Regulations span across authorities such as central banks or finance ministries and include caps on the interchange rate, mandated competition among card networks, and guaranteed autonomy for merchants to manage interchange costs. CMSPI’s Global Interchange Report analyses the impact of interchange regulation by authorities worldwide and identifies effective methodologies used by regulators to ensure maximum benefit for merchants and consumers.
Interchange Regulation Savings
As of 2019, global regulation limiting interchange, the largest component of the merchant service charge, has generated an estimated $82 billion in annual savings to merchants. This figure includes $10.4 billion a year saved when the European Union lowered interchange fees to 0.2 percent for debit cards and 0.3 percent for credit cards in 2015. Also included is $9.4 billion in annual savings generated from the 2011 U.S. Federal Reserve caps on single-message debit transactions.
Total savings includes regulations across Europe, Africa, Asia, and the Americas. With that, the report provides global coverage, analysing 26 countries and the EU total, which account for nearly 70% of global GDP.
Merchant and Consumer Impact
Merchants and consumers are the intended beneficiaries of interchange regulation. As such, the report quantifies the impact of interchange regulation on these key stakeholders. In some cases, the financial benefits of interchange regulation to merchants and consumers can be eroded by higher fees and reduced benefits. These include higher network fees, reduced rewards programs by issuing banks, and reduction of savings by the merchant acquirer.
For example, in the case where interchange regulation and acquirer margins are unregulated, consumers are expected to land in a net negative position. According to the report, consumer benefit is eroded by card issuers reducing rewards programs and increasing fees on checking accounts, resulting in a $2.3 billion reduction in savings benefits for consumers.
In another example, the report estimates that 40% of interchange savings for merchants are further eroded within eight years of interchange regulation by network fees. In the U.S., annual network fees have risen to $4.9 billion since 2011, eliminating over half of the annual interchange savings generated from the Federal Reserve interchange caps.
Given the impact of regulatory erosion, the report highlights regulation that ensures merchant pass-through of interchange caps and limits on increasing scheme fees. In addition to the interchange limits, these complimentary regulations also contribute to the $82bn total savings figure.
Necessity of Interchange
Given the efficacy of card networks that charge zero interchange, the report questions whether interchange fees are necessary, adding there is “no robust justification” for the high fees and highlighting the sufficient revenues banks generate from overdraft fees and interest payments. Additionally, the card industry routinely posts high profits, with card networks reporting average operating margins of 52 percent, acquirers 36 percent, and issuers 23 percent. These figures dwarf the 3 percent of average operating margin for retailers.

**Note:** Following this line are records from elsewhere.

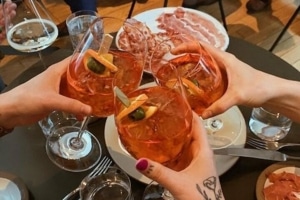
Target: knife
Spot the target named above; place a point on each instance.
(255, 153)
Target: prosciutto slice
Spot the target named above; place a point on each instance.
(283, 186)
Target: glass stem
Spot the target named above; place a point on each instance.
(76, 142)
(42, 60)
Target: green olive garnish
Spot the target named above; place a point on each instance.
(95, 66)
(137, 114)
(195, 81)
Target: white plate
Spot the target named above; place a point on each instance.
(12, 187)
(221, 38)
(263, 181)
(127, 162)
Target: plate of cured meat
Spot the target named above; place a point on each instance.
(160, 24)
(279, 181)
(163, 22)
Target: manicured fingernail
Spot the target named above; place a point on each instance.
(206, 114)
(141, 164)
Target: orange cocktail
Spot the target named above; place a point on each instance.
(94, 87)
(162, 132)
(200, 75)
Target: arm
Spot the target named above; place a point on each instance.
(36, 98)
(250, 87)
(200, 178)
(11, 11)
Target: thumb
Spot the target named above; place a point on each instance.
(71, 106)
(218, 107)
(156, 172)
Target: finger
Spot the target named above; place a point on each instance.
(218, 107)
(70, 105)
(156, 172)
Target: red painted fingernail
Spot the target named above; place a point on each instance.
(141, 164)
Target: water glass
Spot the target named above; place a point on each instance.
(78, 23)
(269, 125)
(55, 120)
(114, 184)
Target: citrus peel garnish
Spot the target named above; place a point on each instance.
(105, 59)
(135, 103)
(191, 87)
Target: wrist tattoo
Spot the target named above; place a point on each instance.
(210, 184)
(150, 169)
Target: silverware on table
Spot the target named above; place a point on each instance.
(261, 144)
(255, 153)
(101, 168)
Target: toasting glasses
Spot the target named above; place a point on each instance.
(155, 122)
(95, 66)
(203, 83)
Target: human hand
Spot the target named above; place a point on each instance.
(245, 85)
(11, 12)
(200, 178)
(36, 98)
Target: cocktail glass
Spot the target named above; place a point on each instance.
(155, 122)
(96, 65)
(203, 83)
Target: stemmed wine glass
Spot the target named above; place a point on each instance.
(203, 83)
(32, 29)
(96, 65)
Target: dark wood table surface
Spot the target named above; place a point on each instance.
(23, 151)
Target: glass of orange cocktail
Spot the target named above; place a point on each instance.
(203, 82)
(97, 64)
(156, 122)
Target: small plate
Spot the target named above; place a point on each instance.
(216, 33)
(124, 160)
(262, 181)
(210, 29)
(12, 187)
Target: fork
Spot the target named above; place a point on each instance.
(101, 168)
(261, 144)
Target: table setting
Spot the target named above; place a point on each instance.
(237, 171)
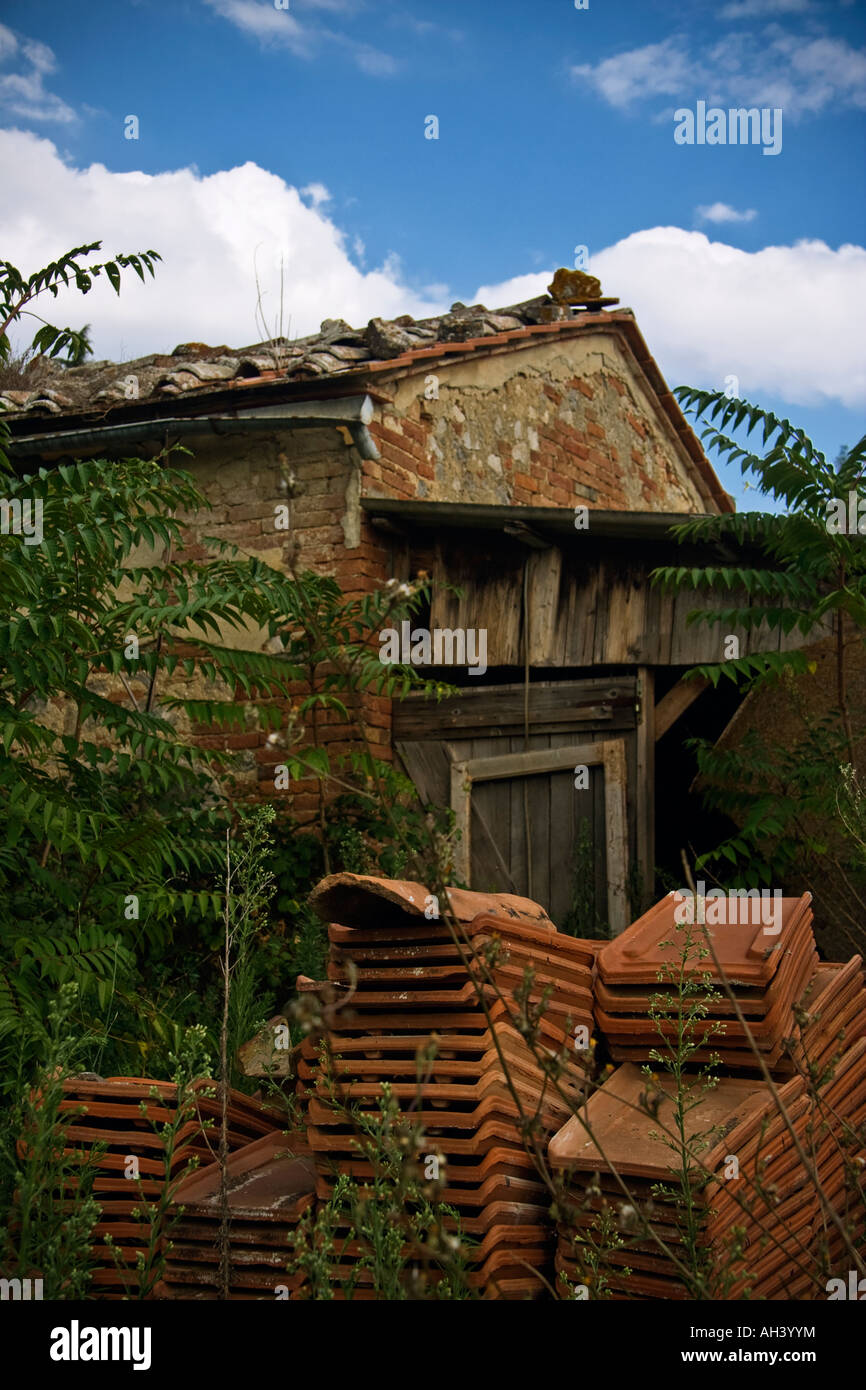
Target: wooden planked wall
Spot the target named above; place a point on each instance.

The report signals to regulators that while interchange regulation is key in ensuring robust competition for merchants and fair prices for consumers, merchants and consumers may not always receive the full benefit of interchange limits. Regulated network fees and guaranteed acquirer pass-through of interchange reductions to merchants are additional areas of regulation authorities must consider for merchants and consumers to fully realize the benefits of interchange regulation.